Sonic Automotive CEO Scott Smith leaves post abruptly

  • Push-out Score suggests push-out forces
  • After about three years in the position
  • Praise and thanks for Scott Smith
  • David Smith taking over
  • Scott Smith will remain as employee at Sonic Automotive
  • Scott Smith said 73 words

(exechange) — Charlotte, North Carolina, September 26, 2018 — Scott Smith, chief executive of Sonic Automotive, leaves the position. It is an abrupt change. As announced by Sonic Automotive, Inc. in a news release on Wednesday, September 26, 2018, B.Scott Smith has left his post as Chief Executive Officer at the automotive retailer after about three years in the role, effective September 24, 2018.

Among the 3,000 largest publicly held companies incorporated in the U.S. based on market capitalization, the average tenure of the CEOs who departed over the past 12 months was 9 years, according to data compiled by exechange.

Scott Smith’s duties were taken over by David Bruton Smith, most recently Executive Vice Chairman and Chief Strategic Officer of Sonic Automotive, Inc.

Scott Smith’s move is part of a management shake-up also involving the position of President.

“To spend more time with his family”

The management change is explained as follows.

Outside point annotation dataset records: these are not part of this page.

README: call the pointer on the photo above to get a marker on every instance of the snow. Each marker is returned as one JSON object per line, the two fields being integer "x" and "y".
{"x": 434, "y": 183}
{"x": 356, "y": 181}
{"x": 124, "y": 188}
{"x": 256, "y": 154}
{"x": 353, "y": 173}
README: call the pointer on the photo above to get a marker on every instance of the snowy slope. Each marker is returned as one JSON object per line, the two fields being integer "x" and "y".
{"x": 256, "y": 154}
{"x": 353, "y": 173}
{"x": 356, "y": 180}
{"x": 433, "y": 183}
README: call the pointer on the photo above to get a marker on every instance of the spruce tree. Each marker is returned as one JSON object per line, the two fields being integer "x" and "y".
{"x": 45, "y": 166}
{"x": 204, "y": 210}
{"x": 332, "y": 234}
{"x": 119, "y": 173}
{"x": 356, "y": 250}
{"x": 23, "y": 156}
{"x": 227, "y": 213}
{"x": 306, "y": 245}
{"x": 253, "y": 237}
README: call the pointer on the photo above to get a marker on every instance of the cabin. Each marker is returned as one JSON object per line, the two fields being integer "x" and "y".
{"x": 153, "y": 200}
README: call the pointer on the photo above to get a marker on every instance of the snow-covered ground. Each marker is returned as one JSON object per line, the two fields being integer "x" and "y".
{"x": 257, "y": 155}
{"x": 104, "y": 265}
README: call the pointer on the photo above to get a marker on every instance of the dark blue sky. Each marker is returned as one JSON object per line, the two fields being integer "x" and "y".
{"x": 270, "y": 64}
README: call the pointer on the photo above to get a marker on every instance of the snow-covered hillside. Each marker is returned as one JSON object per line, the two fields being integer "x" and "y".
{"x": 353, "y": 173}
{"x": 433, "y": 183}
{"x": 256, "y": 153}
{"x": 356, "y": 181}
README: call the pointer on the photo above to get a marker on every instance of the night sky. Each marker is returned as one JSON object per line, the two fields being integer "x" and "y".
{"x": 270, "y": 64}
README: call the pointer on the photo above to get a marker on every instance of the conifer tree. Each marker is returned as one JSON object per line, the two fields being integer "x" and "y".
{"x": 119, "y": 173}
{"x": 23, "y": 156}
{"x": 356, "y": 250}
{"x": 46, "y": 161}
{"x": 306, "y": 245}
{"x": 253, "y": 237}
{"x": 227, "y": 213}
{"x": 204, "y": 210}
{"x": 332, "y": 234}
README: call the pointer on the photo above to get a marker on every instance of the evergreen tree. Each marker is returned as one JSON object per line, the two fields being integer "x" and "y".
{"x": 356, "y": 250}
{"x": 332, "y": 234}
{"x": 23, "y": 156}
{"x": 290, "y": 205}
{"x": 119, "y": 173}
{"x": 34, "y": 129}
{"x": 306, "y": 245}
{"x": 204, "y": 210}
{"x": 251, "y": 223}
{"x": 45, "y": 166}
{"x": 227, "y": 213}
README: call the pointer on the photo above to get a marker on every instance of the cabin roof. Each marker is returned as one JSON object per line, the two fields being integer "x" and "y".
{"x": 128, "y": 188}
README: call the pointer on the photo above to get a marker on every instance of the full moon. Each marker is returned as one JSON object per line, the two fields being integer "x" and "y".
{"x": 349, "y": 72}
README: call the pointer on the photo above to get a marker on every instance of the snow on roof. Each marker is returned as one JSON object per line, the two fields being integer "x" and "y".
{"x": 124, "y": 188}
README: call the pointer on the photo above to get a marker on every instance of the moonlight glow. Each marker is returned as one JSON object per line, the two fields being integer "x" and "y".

Sonic Automotive said: “Mr. B. Scott Smith, the Company’s Co-Founder, resigned as Chief Executive Officer and President of the Company and as a member of its board of directors, effective September 24, 2018, to take on a new role with the Company and to spend more time with his family after having served for over 21 years as a director and an executive officer of the Company.”

The phrase “to spend more time with his family” opens the door to speculation.

Scott Smith will remain as employee at Sonic Automotive

“Mr. Smith will remain an employee in his capacity as Co-Founder of the Company to ensure a smooth leadership transition and to provide strategic advice to the Company’s leadership team,” Sonic Automotive said.

Alarm signal

Generally speaking, it is often an alarm signal for stockholders when a CEO leaves the post abruptly and without an understandable explanation.

Share price decline

The change follows a decline in the share price of Sonic Automotive, Inc. since December 2014.

Chaired by O.Bruton Smith

Sonic Automotive, Inc. is chaired by O.Bruton Smith.

O.Bruton Smith is the Founder of Sonic. He is also the Chairman, Chief Executive Officer and a director of Sonic and has served as such since Sonic’s organization in January 1997, and he is also a director and executive officer of many of Sonic’s subsidiaries. Smith has worked in the retail automobile industry since 1966.

In the position of CEO since 2015

B.Scott Smith is a Co-Founder of Sonic Automotive Inc. and has been its President since March 13, 2007 and Chief Executive Officer since July 27, 2015.

Prior to his appointment as Chief Executive Officer in July 2015, Smith had served as President and Chief Strategic Officer of Sonic since March 2007.

Prior to that, Smith served as Sonic’s Vice Chairman and Chief Strategic Officer from October 2002 to March 2007 and President and Chief Operating Officer from April 1997 to October 2002.

Smith has been a director of Sonic since its organization in January 1997.

Smith also serves as a director and executive officer of many of Sonic’s subsidiaries.

Smith, who is the son of O. Bruton Smith and the brother of David Bruton Smith, has been an executive officer of Town & Country Ford since 1993, and was a minority owner of both Town & Country Ford and Fort Mill Ford before Sonic’s acquisition of those dealerships in 1997.

Smith became the General Manager of Town & Country Ford in November 1992 where he remained until his appointment as President and Chief Operating Officer of Sonic in April 1997.

Smith has over 28 years of experience in the automobile dealership industry.

Push-out Score suggests push-out forces

It is not completely certain what forces eventually triggered Scott Smith’s sudden move.

The Push-out Score™ determined by exechange suggests that push-out forces may have contributed to the change.